Her head now completely clear, Miss Howard got into the lead torpedo boat without any trouble, and waited for Lucius to bring Ana down the ladder to her; but, not unpredictably, Mr. Roosevelt stepped in to do the honors.
“You get back to your boat, Detective Sergeant,” he said, taking the baby. “I’ve had quite a lot of experience with such little bundles as this one, and you may rest assured that I shall get her safely aboard!” Cradling Aña in one arm, Mr. Roosevelt then made his way nimbly down the long ladder from the pier to our boat. He moved with much greater ease, considering his cargo, than any of us could have done; and I remembered, watching him, that he had five young kids of his own, who he must have toted around in similar if not identical situations many times.
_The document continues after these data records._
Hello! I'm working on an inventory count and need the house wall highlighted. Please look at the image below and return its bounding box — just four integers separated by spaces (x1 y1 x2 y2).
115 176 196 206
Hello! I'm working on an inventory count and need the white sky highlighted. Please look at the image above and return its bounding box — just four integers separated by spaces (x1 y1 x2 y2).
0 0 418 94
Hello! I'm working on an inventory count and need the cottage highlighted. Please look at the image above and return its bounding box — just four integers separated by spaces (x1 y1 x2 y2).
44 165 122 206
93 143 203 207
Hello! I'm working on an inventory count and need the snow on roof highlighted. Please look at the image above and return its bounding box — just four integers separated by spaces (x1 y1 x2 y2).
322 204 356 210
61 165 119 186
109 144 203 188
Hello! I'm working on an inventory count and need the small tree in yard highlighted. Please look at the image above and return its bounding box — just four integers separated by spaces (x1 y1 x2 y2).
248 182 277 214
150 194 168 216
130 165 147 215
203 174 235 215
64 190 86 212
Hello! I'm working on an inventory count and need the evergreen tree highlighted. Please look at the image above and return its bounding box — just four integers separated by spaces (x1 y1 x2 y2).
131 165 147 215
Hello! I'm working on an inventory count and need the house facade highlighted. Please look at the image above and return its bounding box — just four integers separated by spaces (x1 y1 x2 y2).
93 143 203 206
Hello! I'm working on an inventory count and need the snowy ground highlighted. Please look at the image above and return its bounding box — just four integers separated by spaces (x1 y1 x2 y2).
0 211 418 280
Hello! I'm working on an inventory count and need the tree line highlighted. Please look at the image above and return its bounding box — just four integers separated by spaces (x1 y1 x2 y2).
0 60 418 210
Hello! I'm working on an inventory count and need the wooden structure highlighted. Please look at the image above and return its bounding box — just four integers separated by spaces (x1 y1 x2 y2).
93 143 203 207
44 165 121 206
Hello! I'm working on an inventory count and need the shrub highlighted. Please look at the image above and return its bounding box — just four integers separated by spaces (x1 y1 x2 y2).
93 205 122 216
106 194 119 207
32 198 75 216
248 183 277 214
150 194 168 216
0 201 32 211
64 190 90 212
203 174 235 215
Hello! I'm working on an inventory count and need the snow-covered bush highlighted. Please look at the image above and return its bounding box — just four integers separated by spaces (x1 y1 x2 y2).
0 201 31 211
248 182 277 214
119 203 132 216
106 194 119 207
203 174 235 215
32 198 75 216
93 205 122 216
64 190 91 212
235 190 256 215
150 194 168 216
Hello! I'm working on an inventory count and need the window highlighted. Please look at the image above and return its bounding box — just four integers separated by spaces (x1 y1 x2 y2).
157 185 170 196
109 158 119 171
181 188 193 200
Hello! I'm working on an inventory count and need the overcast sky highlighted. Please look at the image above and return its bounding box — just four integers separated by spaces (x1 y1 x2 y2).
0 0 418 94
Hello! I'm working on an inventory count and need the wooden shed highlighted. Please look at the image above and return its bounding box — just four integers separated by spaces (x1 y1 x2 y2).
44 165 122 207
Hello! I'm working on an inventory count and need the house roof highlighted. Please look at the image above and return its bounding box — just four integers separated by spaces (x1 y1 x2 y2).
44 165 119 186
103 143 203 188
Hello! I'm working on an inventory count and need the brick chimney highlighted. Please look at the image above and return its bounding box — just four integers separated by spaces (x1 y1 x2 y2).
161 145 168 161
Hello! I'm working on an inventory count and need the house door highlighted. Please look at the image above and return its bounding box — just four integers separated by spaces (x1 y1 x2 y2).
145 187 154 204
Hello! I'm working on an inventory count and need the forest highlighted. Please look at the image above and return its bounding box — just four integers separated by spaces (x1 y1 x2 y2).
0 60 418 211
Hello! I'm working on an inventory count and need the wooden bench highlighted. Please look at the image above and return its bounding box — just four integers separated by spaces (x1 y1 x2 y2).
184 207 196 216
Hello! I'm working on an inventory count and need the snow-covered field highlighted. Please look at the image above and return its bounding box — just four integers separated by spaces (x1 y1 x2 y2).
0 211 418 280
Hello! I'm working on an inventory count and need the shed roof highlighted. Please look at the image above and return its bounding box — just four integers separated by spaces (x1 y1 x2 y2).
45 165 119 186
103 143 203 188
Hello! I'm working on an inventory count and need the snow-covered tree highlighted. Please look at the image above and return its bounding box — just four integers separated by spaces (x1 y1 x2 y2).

Once he’d gotten aboard and was handing the baby over to Miss Howard, Mr. Roosevelt took a moment to actually look at Ana’s appealing little features. “Why,” he said, in a soft way what wasn’t at all like his usual manner, “what an extraordinary face. Look at her eyes, Doctor!”
“Yes,” the Doctor said, as he jumped down from the ladder
into the boat. “I’ve seen them, Roosevelt. A beautiful child.”
Letting one of his big fingers play around little Ana’s face, Mr. Roosevelt offhandedly asked, “Whose is she?”
Mr. Moore, Miss Howard, the Doctor, Cyrus, and I all froze; but fortunately Mr. Roosevelt was too preoccupied to notice.
“Whose?” the Doctor repeated smoothly, as our boat’s engines rumbled to life and our crew began to cast off. “Does it matter, Roosevelt?”
“Matter?” Mr. Roosevelt answered with a shrug. “I don’t know that it matters, but after what we’ve been through, I should like to meet the parents.” He grinned wide as Ana reached out to grasp hold of his finger. “And tell them how lucky they are to have engaged you all.”
“Her parents,” Miss Howard said, coolly and quickly, “are consular officials. French consular officials. Unfortunately, they plan to return home as soon as they’re reunited with the child. Understandably.”
“Ah. Yes.” Mr. Roosevelt nodded, looking serious for a moment. “That is understandable, I suppose—quite understandable. But I hope you’ll emphasize to them, Sara, that this sort of incident is hardly typical of our nation.”
“Of course,” Miss Howard answered.
Grinning again as he went back to studying Ana, Mr. Roosevelt said, “French, you say? What a pity they weren’t Spanish. She has something of a Spanish look about her, this little one. It might have been useful to show those blackguards how a free people handles a problem like this!”
“Mmm, yes,” Mr. Moore said casually. “It might have been.”
“Still,” Mr. Roosevelt went on, as our boat cruised out into the center of the Hudson, “as you say, Doctor, it hardly matters who her family is. She is a child, and she is safe now.” At that Ana reached out again to clutch Mr. Roosevelt’s playful finger, causing his smile to widen. “Do you know,” he said quietly, “I think a baby’s hand is the most beautiful thing in the world.”